Sunday, June 16, 2024

Queer art and representation at the university

Arts and CultureQueer art and representation at the university

KEL MARQUEZ
Staff Writer





On April 19, university programming boards, The Crew and the Lavender Programming Board (the latter being the university’s oldest LGBTQ student run organization) hosted Hen Haus, which featured two famous drag queens, Shea Couleé and Alyssa Edwards.

The queens are best known for competing on the popular reality television show RuPaul’s Drag Race.

As early as two hours before doors opened, the university’s queer and ally community gathered for the event. Students of all identities and backgrounds could be spotted entering the building, many being dressed to the nines, complimenting one another’s style.

As the event’s start time came closer, the line had already formed past the Trabant University Center lounge. Anticipation built up as the students heard the sound team testing music on the other side of the wall. When members of The Crew opened the doors, anticipation burst into pure excitement.

Nayzeth Romero-Chavarria, a junior English education major, expressed that she was moved by the event. Opportunities of seeing queer art in action do not present themselves often in her experience. 

She also mentioned that a lot of the attendees looked up to these queens, and the dedication of their performance to the students made the event special because it engaged the university’s queer community.

Other students in the line shared similar feelings, such as Cami Zavawski, a junior English major. They thought the event was a perfect way to get students at the university involved with queer art. They also noticed that because the event was free, it removed the potential for a financial barrier, allowing more students to come experience the night.

Despite the Hen Haus event, Romero-Chavarria and Zavawski believe that the university can do more for queer representation and appreciation. 

“I do see professors themselves having the queer safe space stickers on their doors,” Zavawski said. “But that’s just surface level.”

The event included performances by Edwards, Couleé and Jolene Cuisine, a local Delaware drag queen known best for her live performances, a student lip sync battle and a light-hearted Q&A.

When the queens stepped out on stage, students began to scream and cheer. By the look of the audience members’ faces, it was clear that they were very amazed by the performances.

After the queens had performed their numbers, they invited students to walk the catwalk and perform in a lip sync battle.

As the students did their drop splits and back flips on stage, their peers cheered them on. After the performance, Couleé mentioned how this was the most “sickening” performance she has seen out of her college visits. 

Despite the lively performances, the heart-to-heart with the students contributed to the night. Some students asked the queens about their thoughts on the finale of RuPaul’s Drag Race season 16, while others asked for life advice.

Couleé urged the students to believe in themselves and to trust their instincts.

“You need to believe in yourself, trust your instincts and your gut,” Couleé said. “We have tons of voices in our heads. We have good ones, we have bad ones, but there’s that one that’s the most comforting that you trust the most.”
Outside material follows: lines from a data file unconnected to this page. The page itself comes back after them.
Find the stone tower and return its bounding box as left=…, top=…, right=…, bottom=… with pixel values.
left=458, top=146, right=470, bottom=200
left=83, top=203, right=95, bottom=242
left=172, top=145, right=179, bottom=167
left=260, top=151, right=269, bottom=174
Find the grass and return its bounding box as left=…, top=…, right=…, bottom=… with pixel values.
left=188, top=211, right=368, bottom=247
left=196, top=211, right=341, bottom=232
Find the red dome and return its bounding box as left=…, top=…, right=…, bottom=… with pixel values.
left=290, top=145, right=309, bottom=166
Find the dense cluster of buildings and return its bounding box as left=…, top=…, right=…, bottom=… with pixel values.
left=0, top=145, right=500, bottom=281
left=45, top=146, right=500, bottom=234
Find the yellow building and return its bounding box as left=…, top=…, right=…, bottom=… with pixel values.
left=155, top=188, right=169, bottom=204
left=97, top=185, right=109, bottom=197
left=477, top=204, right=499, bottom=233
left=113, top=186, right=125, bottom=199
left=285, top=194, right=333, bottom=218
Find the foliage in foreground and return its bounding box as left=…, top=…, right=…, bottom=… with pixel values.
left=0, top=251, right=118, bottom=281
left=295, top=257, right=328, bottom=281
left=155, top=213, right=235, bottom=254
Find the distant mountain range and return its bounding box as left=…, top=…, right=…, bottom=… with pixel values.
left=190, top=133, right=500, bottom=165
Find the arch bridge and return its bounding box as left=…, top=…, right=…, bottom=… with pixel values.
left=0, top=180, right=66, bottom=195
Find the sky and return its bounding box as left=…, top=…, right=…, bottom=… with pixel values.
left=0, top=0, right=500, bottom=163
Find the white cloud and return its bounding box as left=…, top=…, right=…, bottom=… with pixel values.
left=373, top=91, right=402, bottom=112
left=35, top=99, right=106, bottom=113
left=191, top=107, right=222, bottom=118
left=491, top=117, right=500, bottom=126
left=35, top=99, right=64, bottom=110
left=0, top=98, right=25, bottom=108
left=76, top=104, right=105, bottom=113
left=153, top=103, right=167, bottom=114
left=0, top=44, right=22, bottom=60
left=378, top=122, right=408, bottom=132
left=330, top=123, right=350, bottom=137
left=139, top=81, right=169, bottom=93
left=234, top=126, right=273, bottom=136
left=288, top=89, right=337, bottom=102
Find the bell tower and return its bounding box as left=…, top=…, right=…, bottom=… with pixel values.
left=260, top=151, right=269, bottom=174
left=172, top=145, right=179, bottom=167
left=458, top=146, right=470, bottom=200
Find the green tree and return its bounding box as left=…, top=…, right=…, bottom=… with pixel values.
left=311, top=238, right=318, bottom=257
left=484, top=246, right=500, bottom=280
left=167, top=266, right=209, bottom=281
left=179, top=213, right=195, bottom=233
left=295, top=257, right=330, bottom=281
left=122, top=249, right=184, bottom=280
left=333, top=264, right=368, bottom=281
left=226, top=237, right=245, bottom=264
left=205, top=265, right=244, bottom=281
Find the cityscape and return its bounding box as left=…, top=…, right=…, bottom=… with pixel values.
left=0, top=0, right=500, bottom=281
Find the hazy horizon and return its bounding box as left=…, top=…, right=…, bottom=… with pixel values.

The queens closed off the night with energetic performances. Afterwards, everyone gathered around for a group picture.

Zavawski mentioned that the first time they went to a drag show, they were filled with such immense joy that even their cheeks hurt from smiling. They said they had tears in their eyes the entire time because of how comfortable and happy they were around everyone.

“As queer people that’s all we ever wanted,” Edwards said. “To be accepted, celebrated, heard and seen.”

Editor’s Note: Nayzeth Romero-Chavarria is a former staff member of The Review. As of the Spring 2024 semester, Romero-Chavarria is no longer on staff.